Однако Донн и после этого просидел еще минут десять в полном одиночестве как ни в чем не бывало, пока мистер Хелстоун не позвонил и не приказал убирать со стола; тут уж ему волей-неволей пришлось допить чай и отказаться от выигрышной роли, которая, по его мнению, выделила его среди других и привлекла к нему всеобщее лестное внимание.
После чая, как и следовало ожидать, гостям захотелось послушать музыку (Каролина уже успела открыть фортепьяно и приготовить ноты). Суитингу представился прекрасный случай показать себя с лучшей стороны, и ему не терпелось поскорее начать; поэтому он с жаром взял на себя трудную задачу упросить хоть одну из дам осчастливить общество и исполнить какой-нибудь романс. Он упрашивал, отклонял отговорки, устранял трудности с таким рвением, что наконец добился успеха: мисс Гарриет милостиво разрешила подвести себя к фортепьяно. Тогда Суитинг вынул из кармана разобранную флейту (он носил ее в кармане постоянно, как носят носовой платок) и свинтил ее. Тем временем Мелоун и Донн стояли рядом и посмеивались над ним, что не ускользнуло от внимания случайно оглянувшегося Суитинга; впрочем, в предвкушении своего торжества, он ничуть не обиделся, убежденный, что в них говорит зависть.
И торжество началось. Мелоуну и вправду стало досадно, когда он услышал, как Суитинг бойко играет на флейте, и он решил тоже чем-нибудь отличиться, – ну, скажем, разыграть роль нежного вздыхателя (ему уже случалось разок-другой выступать в этой роли, но довольно безуспешно, ибо его старания, как ни странно, не были оценены должным образом); он приблизился к дивану, где сидела мисс Хелстоун, и, грузно опустившись рядом с ней, попытался завязать светскую беседу, всячески при этом гримасничая и ухмыляясь. Стремясь очаровать ее, он вертел в руках диванные подушки и соорудил наконец нечто вроде преграды между собой и предметом своего внимания.
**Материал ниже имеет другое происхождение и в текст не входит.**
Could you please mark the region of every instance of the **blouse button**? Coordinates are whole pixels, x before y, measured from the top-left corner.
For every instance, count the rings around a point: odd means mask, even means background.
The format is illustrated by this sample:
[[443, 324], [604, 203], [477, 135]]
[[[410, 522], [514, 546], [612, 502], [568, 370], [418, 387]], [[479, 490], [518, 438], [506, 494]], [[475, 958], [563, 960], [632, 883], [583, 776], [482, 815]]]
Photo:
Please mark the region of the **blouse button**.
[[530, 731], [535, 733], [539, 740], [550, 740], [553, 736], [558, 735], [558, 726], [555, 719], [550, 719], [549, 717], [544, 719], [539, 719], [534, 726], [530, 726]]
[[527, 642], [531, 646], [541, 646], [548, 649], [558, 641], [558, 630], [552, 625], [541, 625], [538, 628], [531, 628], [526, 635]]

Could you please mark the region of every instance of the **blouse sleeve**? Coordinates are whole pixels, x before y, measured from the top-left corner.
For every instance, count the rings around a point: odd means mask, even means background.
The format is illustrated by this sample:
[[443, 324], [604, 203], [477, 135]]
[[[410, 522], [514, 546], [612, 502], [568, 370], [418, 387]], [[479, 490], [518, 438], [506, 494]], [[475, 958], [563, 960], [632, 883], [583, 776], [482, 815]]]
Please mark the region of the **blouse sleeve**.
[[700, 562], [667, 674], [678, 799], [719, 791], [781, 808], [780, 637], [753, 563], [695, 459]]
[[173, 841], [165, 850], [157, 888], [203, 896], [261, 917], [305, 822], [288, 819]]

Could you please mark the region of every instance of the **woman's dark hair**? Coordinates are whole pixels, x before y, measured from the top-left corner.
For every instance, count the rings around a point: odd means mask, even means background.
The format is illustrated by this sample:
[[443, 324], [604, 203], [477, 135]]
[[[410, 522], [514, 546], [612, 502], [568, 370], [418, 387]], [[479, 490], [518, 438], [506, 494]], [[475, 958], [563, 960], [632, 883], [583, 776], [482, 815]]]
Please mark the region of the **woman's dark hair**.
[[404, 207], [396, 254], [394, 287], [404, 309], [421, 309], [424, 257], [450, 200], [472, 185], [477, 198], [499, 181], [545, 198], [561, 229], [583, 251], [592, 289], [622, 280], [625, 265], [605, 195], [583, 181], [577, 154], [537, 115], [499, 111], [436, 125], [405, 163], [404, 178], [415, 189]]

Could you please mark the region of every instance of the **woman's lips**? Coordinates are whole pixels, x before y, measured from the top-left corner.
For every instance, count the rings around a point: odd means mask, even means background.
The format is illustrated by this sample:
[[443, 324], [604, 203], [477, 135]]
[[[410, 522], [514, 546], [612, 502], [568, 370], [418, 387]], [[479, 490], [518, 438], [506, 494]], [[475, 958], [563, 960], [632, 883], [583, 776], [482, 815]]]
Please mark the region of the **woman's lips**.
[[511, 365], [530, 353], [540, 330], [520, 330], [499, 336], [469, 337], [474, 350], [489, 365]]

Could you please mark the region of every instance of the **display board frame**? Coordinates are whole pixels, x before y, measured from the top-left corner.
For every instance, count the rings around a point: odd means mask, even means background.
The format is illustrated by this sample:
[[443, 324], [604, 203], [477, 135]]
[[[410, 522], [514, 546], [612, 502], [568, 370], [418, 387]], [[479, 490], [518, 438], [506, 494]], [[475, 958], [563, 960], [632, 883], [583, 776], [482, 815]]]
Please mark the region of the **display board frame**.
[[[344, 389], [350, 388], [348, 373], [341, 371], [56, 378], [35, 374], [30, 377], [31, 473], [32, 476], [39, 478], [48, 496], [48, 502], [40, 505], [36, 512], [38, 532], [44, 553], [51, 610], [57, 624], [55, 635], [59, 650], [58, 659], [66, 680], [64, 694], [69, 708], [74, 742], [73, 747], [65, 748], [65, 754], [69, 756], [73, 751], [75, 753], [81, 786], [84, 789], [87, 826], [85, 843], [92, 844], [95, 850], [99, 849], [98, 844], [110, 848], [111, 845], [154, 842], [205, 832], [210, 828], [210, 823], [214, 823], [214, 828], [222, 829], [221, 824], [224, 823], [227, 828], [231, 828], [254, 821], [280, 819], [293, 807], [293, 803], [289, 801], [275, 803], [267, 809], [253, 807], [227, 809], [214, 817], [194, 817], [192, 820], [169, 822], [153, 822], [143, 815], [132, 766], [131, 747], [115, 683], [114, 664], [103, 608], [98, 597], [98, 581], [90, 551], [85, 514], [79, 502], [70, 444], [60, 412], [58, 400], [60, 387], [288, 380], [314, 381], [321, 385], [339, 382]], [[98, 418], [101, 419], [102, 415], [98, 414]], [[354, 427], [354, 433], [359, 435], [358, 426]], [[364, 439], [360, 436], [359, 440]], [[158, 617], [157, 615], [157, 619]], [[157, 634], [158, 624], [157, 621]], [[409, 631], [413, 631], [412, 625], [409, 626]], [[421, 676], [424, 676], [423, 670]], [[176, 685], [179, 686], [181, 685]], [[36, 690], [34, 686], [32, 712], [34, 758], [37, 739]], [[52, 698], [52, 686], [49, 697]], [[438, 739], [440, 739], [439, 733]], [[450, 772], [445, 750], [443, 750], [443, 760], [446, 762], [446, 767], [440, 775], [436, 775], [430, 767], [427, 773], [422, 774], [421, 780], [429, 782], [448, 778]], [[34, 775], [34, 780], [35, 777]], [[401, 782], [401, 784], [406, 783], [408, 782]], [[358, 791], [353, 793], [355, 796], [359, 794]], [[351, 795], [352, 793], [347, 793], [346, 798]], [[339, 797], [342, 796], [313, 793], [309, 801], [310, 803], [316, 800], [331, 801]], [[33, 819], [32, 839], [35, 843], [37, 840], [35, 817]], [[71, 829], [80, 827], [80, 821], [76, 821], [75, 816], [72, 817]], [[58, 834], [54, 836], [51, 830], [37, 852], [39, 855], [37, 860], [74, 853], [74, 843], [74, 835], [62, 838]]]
Каролина, желая от него отделаться, под первым же благовидным предлогом перешла в другой конец комнаты и уселась рядом с миссис Сайкс; по ее просьбе эта любезная дама с большой охотой принялась показывать ей новый узор для вязки; и, таким образом, Питер Огест остался ни при чем.
Он заметно приуныл, увидев себя покинутым, и не знал, что ему теперь делать на диване с подушками в руках. А он-то собирался серьезно поухаживать за мисс Хелстоун; подобно многим, он полагал, что ее дядя обладает значительным состоянием, и раз детей у него нет, оно, вероятно, со временем перейдет к его племяннице. Жерар Мур был на этот счет лучше осведомлен; он своими глазами видел красивую церковь, воздвигнутую на деньги благочестивого мистера Хелстоуна, и в глубине души не раз проклинал эту дорогостоящую прихоть, вставшую на его пути к желанной цели.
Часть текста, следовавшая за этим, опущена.